Improving AHA

Those of you who follow the Paramedicine 101 Facebook fan page may have noticed a discussion, after this post was shared on the wall. A follower mentioned the AHA Learn: Rapid STEMI ID course, and how it could be a solution. Myself, and Tom B then casually shared some choice opinions about video-based AHA courses. I recently received an email from the commenter, who happens to be affiliated with the AHA. He humbly asked if he could call me regarding my ideas. I suggested a conference call with Tom, and he suggested a conference call with the people whom make decisions at AHA. If we do get them to take interest, I would like to be able to provide a lot of insight. I have many ideas, but would like to solicit some more from our faithful readers.

How do you feel AHA courses could improve?

- Rapid STEMI ID

Please provide any suggestions. This is our chance to make a difference. RM, don't hold back.


TOTWTYTR said...

Maybe they could put some medical content back into the medical courses. I know that the AHA is all about good CPR and early electricity, but that shouldn't be the main emphasis of an ACLS course.

Oh, and even more importantly, give some discretion back to the instructors instead of making them well animated CPR mannequins.

Geoff said...

The Learn STEMI Course seemed to do a good job at identifying "home run" STEMIs. I would have liked more subtle STEMIs and mimics. The online format was good though. Maybe an interactive CD-ROM or DVD so you don't need internet access to do it.
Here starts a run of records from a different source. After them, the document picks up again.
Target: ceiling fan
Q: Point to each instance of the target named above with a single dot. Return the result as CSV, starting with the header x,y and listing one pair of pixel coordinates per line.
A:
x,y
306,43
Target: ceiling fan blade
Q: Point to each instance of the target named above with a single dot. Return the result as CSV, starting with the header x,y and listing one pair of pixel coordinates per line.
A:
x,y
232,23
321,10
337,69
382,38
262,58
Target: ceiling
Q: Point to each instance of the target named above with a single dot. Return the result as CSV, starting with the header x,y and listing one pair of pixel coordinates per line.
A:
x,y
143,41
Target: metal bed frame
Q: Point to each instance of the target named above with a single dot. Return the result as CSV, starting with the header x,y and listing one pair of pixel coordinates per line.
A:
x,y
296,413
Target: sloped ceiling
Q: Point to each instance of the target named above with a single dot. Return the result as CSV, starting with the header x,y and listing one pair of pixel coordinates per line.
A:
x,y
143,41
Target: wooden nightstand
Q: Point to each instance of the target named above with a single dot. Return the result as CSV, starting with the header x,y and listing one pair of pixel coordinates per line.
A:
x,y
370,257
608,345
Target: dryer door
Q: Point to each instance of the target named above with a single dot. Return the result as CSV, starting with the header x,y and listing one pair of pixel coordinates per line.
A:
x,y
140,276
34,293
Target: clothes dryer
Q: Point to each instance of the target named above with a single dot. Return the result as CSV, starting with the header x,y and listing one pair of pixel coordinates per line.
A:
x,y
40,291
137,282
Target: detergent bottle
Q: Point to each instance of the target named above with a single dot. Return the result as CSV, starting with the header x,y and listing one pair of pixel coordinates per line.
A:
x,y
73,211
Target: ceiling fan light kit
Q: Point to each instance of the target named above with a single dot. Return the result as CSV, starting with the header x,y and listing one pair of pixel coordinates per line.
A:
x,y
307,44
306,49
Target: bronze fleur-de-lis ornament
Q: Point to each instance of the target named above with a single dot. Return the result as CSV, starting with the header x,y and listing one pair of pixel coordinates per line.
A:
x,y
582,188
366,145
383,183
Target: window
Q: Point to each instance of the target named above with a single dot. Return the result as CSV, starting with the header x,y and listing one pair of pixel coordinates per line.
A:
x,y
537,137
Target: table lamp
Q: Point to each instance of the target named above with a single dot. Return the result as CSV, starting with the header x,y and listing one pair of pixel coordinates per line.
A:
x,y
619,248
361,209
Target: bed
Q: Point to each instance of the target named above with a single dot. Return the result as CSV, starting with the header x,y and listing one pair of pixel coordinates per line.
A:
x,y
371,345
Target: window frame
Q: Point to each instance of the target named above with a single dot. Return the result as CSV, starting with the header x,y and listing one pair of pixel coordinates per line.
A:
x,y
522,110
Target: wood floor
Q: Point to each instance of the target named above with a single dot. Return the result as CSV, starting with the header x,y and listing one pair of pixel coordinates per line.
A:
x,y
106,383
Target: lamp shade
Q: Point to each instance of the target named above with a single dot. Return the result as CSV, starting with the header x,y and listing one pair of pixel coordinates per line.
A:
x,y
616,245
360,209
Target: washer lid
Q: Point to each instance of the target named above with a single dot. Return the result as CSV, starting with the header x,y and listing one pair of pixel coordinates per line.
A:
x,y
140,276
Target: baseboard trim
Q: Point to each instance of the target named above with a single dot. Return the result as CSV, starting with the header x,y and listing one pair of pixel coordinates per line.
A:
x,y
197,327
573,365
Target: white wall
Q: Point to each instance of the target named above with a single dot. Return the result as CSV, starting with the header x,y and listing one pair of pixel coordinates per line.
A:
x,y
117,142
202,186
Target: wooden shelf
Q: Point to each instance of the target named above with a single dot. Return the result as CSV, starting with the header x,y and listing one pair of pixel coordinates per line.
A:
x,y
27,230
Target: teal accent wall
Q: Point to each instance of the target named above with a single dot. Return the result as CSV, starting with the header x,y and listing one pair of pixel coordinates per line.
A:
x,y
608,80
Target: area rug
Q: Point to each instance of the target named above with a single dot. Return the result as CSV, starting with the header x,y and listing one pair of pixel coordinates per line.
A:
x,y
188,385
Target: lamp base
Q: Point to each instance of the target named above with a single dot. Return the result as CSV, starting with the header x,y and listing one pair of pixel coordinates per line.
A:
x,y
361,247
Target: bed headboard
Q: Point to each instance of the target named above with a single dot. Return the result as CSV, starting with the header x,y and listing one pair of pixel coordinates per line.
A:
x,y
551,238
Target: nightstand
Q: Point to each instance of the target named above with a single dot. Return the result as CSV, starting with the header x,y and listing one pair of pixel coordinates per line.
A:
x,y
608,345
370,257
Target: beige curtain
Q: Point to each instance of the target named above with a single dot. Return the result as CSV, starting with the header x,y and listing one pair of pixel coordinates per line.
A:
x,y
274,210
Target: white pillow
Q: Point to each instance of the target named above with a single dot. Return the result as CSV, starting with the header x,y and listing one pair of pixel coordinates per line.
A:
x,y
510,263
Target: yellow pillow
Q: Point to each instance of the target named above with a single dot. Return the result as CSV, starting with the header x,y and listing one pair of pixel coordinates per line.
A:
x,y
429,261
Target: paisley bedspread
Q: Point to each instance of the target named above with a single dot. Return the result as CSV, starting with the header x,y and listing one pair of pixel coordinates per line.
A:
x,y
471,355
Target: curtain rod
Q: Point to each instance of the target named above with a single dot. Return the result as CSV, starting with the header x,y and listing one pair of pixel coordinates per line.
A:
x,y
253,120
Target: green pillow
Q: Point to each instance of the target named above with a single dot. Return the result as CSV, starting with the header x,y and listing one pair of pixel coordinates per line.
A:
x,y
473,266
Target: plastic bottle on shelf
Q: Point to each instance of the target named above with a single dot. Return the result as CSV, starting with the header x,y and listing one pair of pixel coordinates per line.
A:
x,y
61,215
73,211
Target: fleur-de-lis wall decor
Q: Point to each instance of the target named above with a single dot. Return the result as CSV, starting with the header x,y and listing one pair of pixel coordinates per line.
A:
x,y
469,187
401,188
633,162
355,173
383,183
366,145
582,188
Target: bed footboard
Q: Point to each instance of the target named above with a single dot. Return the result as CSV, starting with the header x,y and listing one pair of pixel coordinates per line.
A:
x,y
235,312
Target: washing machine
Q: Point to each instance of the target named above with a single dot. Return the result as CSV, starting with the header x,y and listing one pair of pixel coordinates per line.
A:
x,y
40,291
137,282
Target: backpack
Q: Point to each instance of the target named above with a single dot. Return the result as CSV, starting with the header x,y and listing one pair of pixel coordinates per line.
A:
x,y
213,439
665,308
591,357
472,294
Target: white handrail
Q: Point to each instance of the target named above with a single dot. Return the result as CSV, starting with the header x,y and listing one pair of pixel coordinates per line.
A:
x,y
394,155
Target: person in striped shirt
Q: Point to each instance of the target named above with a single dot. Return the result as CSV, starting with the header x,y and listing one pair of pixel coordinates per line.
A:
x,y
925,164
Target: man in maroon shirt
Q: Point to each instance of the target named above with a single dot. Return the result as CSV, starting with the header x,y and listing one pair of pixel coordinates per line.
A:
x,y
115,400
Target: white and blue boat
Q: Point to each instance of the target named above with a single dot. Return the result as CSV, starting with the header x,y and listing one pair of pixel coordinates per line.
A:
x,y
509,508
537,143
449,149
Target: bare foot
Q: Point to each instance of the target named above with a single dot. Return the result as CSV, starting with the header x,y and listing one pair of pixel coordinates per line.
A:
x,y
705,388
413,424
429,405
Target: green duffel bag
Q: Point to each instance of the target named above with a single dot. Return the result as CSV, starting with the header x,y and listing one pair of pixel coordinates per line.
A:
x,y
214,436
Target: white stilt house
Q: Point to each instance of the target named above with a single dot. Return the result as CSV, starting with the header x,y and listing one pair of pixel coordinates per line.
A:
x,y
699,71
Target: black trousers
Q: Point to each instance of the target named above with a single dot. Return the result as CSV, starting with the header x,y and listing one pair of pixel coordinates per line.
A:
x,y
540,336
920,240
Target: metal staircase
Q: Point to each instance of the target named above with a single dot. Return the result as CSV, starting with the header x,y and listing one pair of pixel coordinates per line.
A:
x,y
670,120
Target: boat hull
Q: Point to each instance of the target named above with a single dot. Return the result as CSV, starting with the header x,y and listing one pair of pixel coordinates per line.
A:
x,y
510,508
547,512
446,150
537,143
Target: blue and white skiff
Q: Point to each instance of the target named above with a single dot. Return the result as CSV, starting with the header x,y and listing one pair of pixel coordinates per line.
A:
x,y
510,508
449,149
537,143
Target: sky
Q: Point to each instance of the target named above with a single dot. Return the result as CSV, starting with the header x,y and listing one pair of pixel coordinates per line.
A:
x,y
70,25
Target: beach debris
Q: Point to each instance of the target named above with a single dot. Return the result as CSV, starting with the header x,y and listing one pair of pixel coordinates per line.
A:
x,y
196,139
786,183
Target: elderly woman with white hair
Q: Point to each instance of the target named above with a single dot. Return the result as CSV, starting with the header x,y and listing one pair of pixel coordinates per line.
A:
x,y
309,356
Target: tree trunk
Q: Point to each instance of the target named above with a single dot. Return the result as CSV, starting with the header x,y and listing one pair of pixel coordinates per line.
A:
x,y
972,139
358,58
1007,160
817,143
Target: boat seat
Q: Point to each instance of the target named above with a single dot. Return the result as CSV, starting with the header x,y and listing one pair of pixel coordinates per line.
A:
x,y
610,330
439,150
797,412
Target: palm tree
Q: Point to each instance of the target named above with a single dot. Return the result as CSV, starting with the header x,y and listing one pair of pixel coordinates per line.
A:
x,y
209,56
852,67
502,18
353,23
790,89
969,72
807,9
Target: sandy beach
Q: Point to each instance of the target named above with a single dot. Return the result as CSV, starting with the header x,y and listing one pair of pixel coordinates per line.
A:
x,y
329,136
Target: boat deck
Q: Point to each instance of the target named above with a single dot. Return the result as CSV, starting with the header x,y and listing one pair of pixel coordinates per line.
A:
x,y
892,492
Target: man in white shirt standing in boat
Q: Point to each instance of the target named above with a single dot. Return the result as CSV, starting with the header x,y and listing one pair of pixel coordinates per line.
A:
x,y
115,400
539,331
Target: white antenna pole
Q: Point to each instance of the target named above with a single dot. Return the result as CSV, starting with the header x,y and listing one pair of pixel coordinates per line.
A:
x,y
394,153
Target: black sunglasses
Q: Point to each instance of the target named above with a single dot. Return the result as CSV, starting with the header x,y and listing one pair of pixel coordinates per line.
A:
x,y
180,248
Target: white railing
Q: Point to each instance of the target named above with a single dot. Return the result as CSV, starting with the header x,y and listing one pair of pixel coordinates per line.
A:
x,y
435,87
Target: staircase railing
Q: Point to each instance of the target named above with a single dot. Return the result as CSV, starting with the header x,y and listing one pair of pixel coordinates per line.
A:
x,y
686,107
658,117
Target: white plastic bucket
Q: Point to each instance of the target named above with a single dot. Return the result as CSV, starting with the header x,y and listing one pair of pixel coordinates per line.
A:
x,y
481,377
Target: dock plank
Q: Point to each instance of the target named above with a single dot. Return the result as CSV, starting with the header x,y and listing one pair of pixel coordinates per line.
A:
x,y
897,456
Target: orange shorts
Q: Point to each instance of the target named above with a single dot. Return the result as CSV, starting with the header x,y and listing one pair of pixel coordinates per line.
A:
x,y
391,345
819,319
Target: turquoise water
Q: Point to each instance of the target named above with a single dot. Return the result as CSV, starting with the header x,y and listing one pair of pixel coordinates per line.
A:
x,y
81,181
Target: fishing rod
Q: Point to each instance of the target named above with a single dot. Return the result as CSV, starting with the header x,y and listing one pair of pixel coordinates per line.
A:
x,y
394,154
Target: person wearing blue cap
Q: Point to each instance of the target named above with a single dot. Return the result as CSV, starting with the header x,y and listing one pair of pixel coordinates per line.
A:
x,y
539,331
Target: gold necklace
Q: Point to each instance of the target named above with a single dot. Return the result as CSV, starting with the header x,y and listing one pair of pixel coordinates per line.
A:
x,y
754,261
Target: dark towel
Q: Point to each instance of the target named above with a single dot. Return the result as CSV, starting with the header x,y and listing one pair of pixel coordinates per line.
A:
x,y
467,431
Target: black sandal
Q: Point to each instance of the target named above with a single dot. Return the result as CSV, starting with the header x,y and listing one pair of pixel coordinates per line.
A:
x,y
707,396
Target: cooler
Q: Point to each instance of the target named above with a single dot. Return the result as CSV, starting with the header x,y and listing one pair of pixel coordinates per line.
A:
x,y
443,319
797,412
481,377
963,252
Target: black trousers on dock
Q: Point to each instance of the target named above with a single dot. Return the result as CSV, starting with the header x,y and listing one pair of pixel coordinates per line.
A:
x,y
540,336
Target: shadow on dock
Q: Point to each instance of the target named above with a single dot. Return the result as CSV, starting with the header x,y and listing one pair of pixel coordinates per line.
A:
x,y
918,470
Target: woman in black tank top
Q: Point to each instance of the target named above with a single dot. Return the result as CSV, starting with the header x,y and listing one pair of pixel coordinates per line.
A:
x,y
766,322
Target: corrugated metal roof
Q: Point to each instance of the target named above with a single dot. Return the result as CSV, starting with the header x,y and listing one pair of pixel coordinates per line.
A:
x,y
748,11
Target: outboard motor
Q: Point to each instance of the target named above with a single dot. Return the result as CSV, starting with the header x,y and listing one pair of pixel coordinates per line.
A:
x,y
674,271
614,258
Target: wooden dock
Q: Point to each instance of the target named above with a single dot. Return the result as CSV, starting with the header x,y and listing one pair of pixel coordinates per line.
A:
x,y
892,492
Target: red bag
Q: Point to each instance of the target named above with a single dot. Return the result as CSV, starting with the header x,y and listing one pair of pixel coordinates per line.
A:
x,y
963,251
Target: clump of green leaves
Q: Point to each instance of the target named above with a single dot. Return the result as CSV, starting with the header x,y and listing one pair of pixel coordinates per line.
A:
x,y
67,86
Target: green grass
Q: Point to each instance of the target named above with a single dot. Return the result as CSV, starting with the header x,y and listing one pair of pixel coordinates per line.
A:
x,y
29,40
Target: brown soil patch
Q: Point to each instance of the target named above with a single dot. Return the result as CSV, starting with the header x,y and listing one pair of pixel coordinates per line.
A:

Maybe add a more advanced follow-up course.

I've only done the ACLS & PALS refreshers over the past few years, so I don't know how the initial courses are now. Video driven courses allow an organization to make sure everybody gets the same information, but that obviously doesn't translate to real life (prehospital vs ED vs floor of a hospital & what we need to know).

It will be interesting to see what they change for 2011.

Adam Thompson, EMT-P said...

Thanks for the input so far. You guys make some good points.

TOTWTYTR, I think that there should be stricter guidelines to being an instructor and required continuing education. This is one of the suggestions that I brought up.

Geoff, you can actually see what they are going to change if you look at their research worksheets.

Tom has made a few good points that it is more a paramedic curriculum problem, and EMS agency problem than it is AHA's problem. I completely agree.

Tom B said...

Geoff -

I agree with this comment:

"Video driven courses allow an organization to make sure everybody gets the same information, but that obviously doesn't translate to real life (prehospital vs ED vs floor of a hospital & what we need to know)."

On the other hand, one has to wonder why a floor nurse is required to possess an ACLS card if s/he isn't expected to master the content of the ACLS textbook.

Is it just so the hospital can say the nurses are "Advanced Cardiac Life Support certified"? What's wrong with BLS for Healthcare Provider with AED? It's a great course.

The AHA shouldn't pass out ACLS cards to people who aren't particularly good at cardiac rhythm analysis, can't read 12-lead ECGs, have no idea how to operate a transcutaneous pacer (let alone verify capture), and can't make nuanced decisions about the various treatment modalities.

Would you give a drivers license to someone who can't drive a car?

ACLS should be a 40-hour course at a minimum (80-hours would be better for initial certification) and possessing an ACLS card should mean that you've mastered the content of the ACLS textbook, within your scope of practice (e.g., a paramedic isn't expected to insert central line catheters).

The standard excuse is that ACLS cards are given to people who might need to function as part of an ACLS team. Well, that's ridiculous. There's no reason that someone certified to the BLS for Healthcare Provider level couldn't function as part of an ACLS team.

What we're seeing now is top performing EMS systems abandoning the AHA's ACLS and PALS certifications in favor of home-grown courses that are based on their actual (evidence-based) protocols.

In my opinion, it's time better spent.